Both Dallas and Miami changed their top lineups from regular season to playoffs a lot (more than most) and both with mixed success, but Dallas found a lineup more than 50% better on raw +/- and more than twice as good on Adjusted +/- than Miami's and they played it more than 50% more minutes in the same amount of games. Dallas got 115 points of edge from that super lineup, while Miami's gave them 42 points edge. Dallas' super lineup then beat Miami overall by 48 points in the series. They won the Finals by 13 so apart from that one super lineup Dallas lost by 35 or almost 6 points per game. Miami played their best bigger minute regular season lineup only 21 minute against Dallas or 3.5 minutes per game. They were -1. Nearly all of the loss came against other lineups.
Raw +/- liked Chicago's best, bigger minute lineup in the playoffs but Adjusted +/- were more critical. Hard to be sure what to conclude it this circumstance.
However neither metric liked OKC's most used lineup. In the first 2 rounds it went -8 total but against Dallas it went -27 in about 57 minutes. Stop using a horrendously performing starting lineup in a series? Not the Thunder. Can't sustain that level of loss from a lineup and win it all, this season or in the future. The rest of the Thunder lineups combined to go +7 against Dallas. But the insiders know best right? Does not seem like it to me on that choice.
They did find Westbrook- Harden- Durant- Collison- Perkins in the playoffs after only giving it 22 minutes trial in the regular season. it had an extremely strong playoff run +30 per 100 possession on raw +/ and +13 on Adjusted +/-. 62 minutes use overall, though it was still less than 4 minutes per playoff game (up from 1.3 minutes per game in the regular season after Perkins became available).

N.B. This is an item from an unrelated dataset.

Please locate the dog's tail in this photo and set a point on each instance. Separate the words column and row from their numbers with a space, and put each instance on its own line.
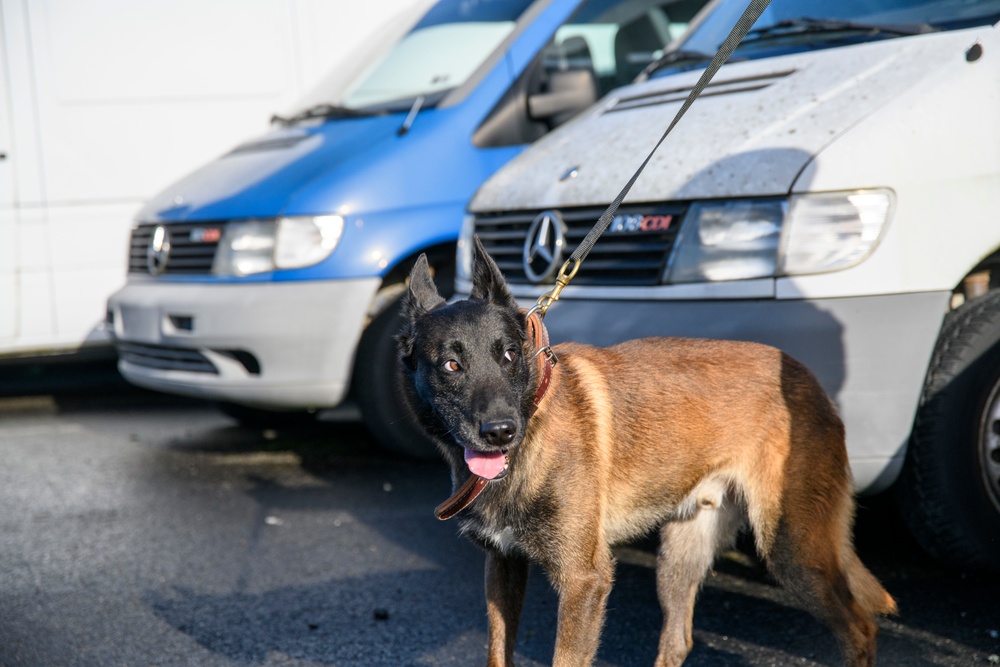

This lineup was actually +12 against Dallas in 21 minutes. It might be hard to know which lineups to "chase" and which to let go
at times, but, based on the early data, I would have let go of a lot of the starting lineup and chased this alternative a lot more rigorously based on the early games data. It was the only one of the 5 most used lineups against the Mavs that wasn't horrendous and instead it was tremendous. It would be hard for the contrast within this group to have been greater or obvious. There were other top 10 in minute lineups that were great though... but, what do you know, they all had Collison playing. All lineups used over 10 minutes against Dallas that had Perkins without Collison were horrendous. That trend seems pretty clear cut.
http://basketballvalue.com/teamvsteam.p ... 20playoffs
In a short cut series you can wonder when the trend developed and if they had enough information and time to used the lineup more. In this case it appears they used the Collison-Perkins combo about 18 minutes in the first 3 games (6 minutes per game), to great per minute success (their biggest one)... and then used it just 2 minutes in the final 2 games. Taking your best bigger minute lineup down from 6 minutes to 1 minute per game after great success and not much else working is a bit hard to fathom. They like to stick to their standard starting lineup and have for years. That worked well enough for them overall even though they have been better with non-starting lineups than starting lineups for several years. In the end though, I'd score a miss for that judgment (or oversight) in this series.
Will they use Westbrook- Harden- Durant- Collison- Perkins more next season? Something to watch. Based on available data and brief analysis, at this moment I'd lean toward suggesting they "should", at least in the playoffs. Of course continuing to monitor this lineup and all others, especially the most used, using all available tools for analysis.